Всходило как раз оранжевое солнце, но больше я о нем ничего не сказал. Я хотел, чтобы оно само заговорило о себе. Далекое земное Солнце тоже сияло, но, крохотное, с горошину, терялось рядом с искусственным.
– Боже, как красиво! – воскликнула Вера.
Скалы и долинки, молодую зелень и постройки залило оранжевое сияние. Оно было так ярко и глубоко, словно предметы пылали внутренним жаром, не освещенные, а раскаленные. А над ними нависало желто- коричневое небо, тоже как бы разогретое до собственного сияния, очень низкое, почти осязаемое, не пустое, как на Земле.
– Нет, как прекрасно! – восторгалась Вера. – И те солнца великолепны, а это просто удивительно.
– Эли делал, – сказал Лусин. – Хорошо! Очень.
– Эли! – Вера повернулась ко мне. – Это седьмое солнце, брат?
– Да, – сказал я. – Мы поработали над ним. Мы хотели, чтобы оно не только приносило пользу, но и украшало нашу молодую планету.
За ужином Вера сказала:
– Грубая и крепкая планета. Жизнь здесь пока малоустроенна, но вдохновенна. Я рада, что именно ее выбрали для новых великих работ.

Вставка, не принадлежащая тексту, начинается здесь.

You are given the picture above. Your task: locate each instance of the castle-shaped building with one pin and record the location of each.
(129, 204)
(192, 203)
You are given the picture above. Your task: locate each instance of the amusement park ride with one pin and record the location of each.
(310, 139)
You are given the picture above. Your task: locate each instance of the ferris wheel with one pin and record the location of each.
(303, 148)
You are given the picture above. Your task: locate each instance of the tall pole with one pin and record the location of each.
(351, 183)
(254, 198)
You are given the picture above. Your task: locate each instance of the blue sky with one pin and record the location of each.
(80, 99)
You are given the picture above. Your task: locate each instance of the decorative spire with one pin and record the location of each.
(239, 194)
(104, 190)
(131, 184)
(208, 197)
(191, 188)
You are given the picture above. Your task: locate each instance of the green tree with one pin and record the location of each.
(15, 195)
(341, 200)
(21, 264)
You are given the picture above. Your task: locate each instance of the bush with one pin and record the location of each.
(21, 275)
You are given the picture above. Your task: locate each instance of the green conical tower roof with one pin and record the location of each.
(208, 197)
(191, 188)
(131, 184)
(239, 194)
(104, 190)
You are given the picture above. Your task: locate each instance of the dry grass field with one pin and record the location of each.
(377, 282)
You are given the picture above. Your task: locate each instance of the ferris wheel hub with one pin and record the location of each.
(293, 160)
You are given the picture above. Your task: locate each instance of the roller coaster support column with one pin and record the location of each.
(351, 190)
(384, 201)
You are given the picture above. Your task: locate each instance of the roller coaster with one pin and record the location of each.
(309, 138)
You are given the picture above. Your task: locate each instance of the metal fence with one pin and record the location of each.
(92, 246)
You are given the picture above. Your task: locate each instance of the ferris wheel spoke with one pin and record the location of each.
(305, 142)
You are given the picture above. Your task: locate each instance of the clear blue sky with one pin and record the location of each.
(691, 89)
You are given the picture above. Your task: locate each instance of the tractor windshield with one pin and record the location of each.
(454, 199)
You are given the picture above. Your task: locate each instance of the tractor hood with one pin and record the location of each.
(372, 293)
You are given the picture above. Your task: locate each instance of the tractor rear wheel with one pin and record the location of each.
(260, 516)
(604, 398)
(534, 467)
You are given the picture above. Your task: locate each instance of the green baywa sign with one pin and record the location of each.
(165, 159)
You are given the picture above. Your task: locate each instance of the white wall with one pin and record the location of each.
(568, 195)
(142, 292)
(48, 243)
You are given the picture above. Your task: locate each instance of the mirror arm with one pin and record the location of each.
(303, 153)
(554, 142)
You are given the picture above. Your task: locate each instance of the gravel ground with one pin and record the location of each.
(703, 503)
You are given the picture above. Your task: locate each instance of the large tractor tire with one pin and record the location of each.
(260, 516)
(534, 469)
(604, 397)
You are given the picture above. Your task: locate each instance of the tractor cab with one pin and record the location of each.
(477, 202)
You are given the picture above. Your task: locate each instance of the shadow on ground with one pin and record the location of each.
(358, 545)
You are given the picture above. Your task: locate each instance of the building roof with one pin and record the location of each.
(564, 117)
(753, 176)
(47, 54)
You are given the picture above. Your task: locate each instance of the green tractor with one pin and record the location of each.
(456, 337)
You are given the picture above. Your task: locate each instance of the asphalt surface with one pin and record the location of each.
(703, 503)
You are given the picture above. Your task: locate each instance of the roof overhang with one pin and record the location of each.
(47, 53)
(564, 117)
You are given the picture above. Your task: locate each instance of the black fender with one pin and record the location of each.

Ромеро посмеялся над общим восторгом:
– Грубая, вдохновенная, великолепная – какие странные слова! Жить здесь нельзя, проработать два- три года – допускаю. Нашли в океане космоса каменистый островок, приспособили его под перевалочную базу и восхищаются – как ладно получилось. А пока все это дурная копия ничтожной части того, что имеется на Земле и чем, я согласен, можно восхищаться.